|Hurkman Ii, William|
Submitted to: Proteome Science
Publication Type: Peer Reviewed Journal
Publication Acceptance Date: August 4, 2011
Publication Date: August 4, 2011
Citation: Altenbach, S.B., Tanaka, C.K., Hurkman Ii, W.J., Whitehand, L.C., Vensel, W.H., Dupont, F.M. 2011. Differential effects of a post-anthesis fertilizer regimen on the wheat flour proteome determined by quantitative 2-DE. Proteome Science. 9:46. Interpretive Summary: The timing, amount and form of fertilizer applications can alter not only wheat grain yield and protein content, but also affect protein composition. As a result, functional properties, nutritional quality and the levels of immune-reactive proteins in wheat flour may be altered. To better understand the effects of fertilizer on the accumulation of individual flour proteins, a greenhouse study was performed in which wheat plants were either supplied with fertilizer or grown without fertilizer during the period of grain development. Proteins were extracted from flour produced from the plants and the effect of fertilizer on the proportions of more than 200 individual proteins in the flour was measured. Proteins that showed the greatest response to fertilizer were identified. This information is essential for predicting the effects of agronomic inputs on wheat flour composition and quality for developing strategies to produce new wheat cultivars that will have consistent flour quality when grown in different locations and years.

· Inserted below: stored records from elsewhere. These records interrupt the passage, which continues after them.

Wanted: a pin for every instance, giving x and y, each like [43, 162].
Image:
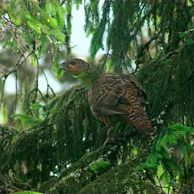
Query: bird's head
[75, 66]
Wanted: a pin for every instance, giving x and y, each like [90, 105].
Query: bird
[113, 94]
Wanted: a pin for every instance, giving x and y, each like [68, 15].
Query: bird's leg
[108, 124]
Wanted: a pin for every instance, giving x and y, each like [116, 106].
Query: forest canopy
[51, 143]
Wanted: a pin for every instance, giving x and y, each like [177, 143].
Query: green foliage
[60, 150]
[99, 166]
[26, 192]
[170, 159]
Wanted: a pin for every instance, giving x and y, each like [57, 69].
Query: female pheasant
[114, 94]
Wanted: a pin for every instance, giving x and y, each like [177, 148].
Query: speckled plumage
[116, 94]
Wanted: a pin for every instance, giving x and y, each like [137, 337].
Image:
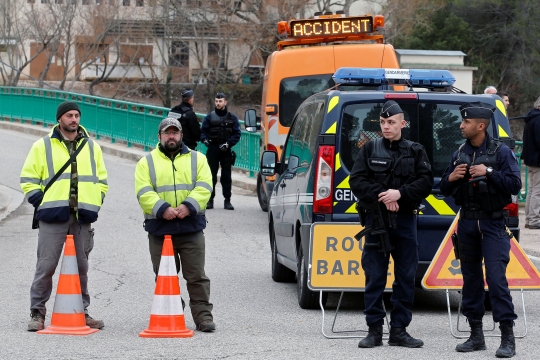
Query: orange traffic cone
[68, 313]
[167, 317]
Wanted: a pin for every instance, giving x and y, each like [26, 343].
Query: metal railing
[114, 119]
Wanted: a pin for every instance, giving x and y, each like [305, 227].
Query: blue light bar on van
[408, 77]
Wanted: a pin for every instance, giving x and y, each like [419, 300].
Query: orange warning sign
[444, 272]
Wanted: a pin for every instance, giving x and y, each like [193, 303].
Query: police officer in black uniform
[191, 129]
[220, 132]
[482, 177]
[394, 173]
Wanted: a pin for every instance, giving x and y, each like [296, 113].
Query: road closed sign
[335, 258]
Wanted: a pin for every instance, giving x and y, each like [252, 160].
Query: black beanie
[65, 107]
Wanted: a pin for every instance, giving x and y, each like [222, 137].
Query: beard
[66, 128]
[171, 146]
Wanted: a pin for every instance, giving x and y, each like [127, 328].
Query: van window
[434, 125]
[293, 92]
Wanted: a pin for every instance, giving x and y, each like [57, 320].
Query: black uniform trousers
[215, 158]
[375, 265]
[487, 239]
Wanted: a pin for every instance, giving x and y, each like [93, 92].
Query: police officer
[220, 132]
[482, 176]
[396, 173]
[191, 129]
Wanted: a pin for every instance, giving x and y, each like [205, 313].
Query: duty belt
[480, 215]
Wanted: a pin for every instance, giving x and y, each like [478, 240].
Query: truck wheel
[307, 299]
[280, 273]
[261, 195]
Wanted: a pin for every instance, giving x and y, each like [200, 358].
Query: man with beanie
[531, 158]
[173, 185]
[69, 205]
[191, 129]
[392, 175]
[220, 131]
[482, 177]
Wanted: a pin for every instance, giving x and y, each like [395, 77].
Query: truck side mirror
[250, 120]
[268, 163]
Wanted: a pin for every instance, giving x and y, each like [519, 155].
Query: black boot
[373, 338]
[227, 205]
[476, 340]
[508, 341]
[400, 337]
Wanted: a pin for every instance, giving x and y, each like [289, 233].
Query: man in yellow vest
[68, 206]
[173, 184]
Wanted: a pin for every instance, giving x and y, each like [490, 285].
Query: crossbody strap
[64, 167]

Technical Abstract: Mineral nutrition during wheat grain development has large effects on wheat flour protein content and composition, which affect the mixing, baking and nutritional quality of a commodity of great economic value. However, it has been difficult to link individual proteins to specific genes in order to define the precise effects of mineral nutrition on gene expression and protein accumulation. Plants of Triticum aestivum ‘Butte 86’ were grown with or without post-anthesis fertilization (PAF) with nitrogen, potassium and phosphorus (NPK). Flour protein content increased from 7 to 14% with PAF and most protein types increased in terms of ug/mg flour protein. However, flour N increased more than S. Use of an improved 2-DE MS/MS analysis made it possible to document changes in 157 unique proteins that accounted for up to 93% of flour protein. Proportions of many proteins changed with PAF according to their content of the sulfur-containing amino acids Cys + Met. The low-S omega-gliadins and the low-to-medium-S high molecular weight-glutenin subunits (HMW-GS), alpha-gliadins and serpins increased with PAF, whereas the medium-S low molecular weight-glutenin subunits (LMW-GS), gamma-gliadins and triticins did not change greatly, and the high-S amylase/protease inhibitors, farinins, and purinins decreased. Total glutenin remained at 34 to 35%, but the ratio of LMW-GS to HMW-GS decreased from 1.7 to 1.1 and the ratio of gliadins to glutenin subunits increased from 1.0 to 1.3. The identified proteins increased from 90% to 93% of normalized spot volume (SV) with PAF, whereas minor unidentified proteins accounted for a larger percentage of SV without PAF. This is the first study of the effects of mineral nutrition on flour composition in which the majority of the individual flour proteins were identified based on their unique sequences and then quantified. The ability to measure changes in accumulation for the whole array of flour proteins may lead to improved strategies to breed for stability of protein composition and to predict the effects of agronomic inputs on flour composition and flour quality.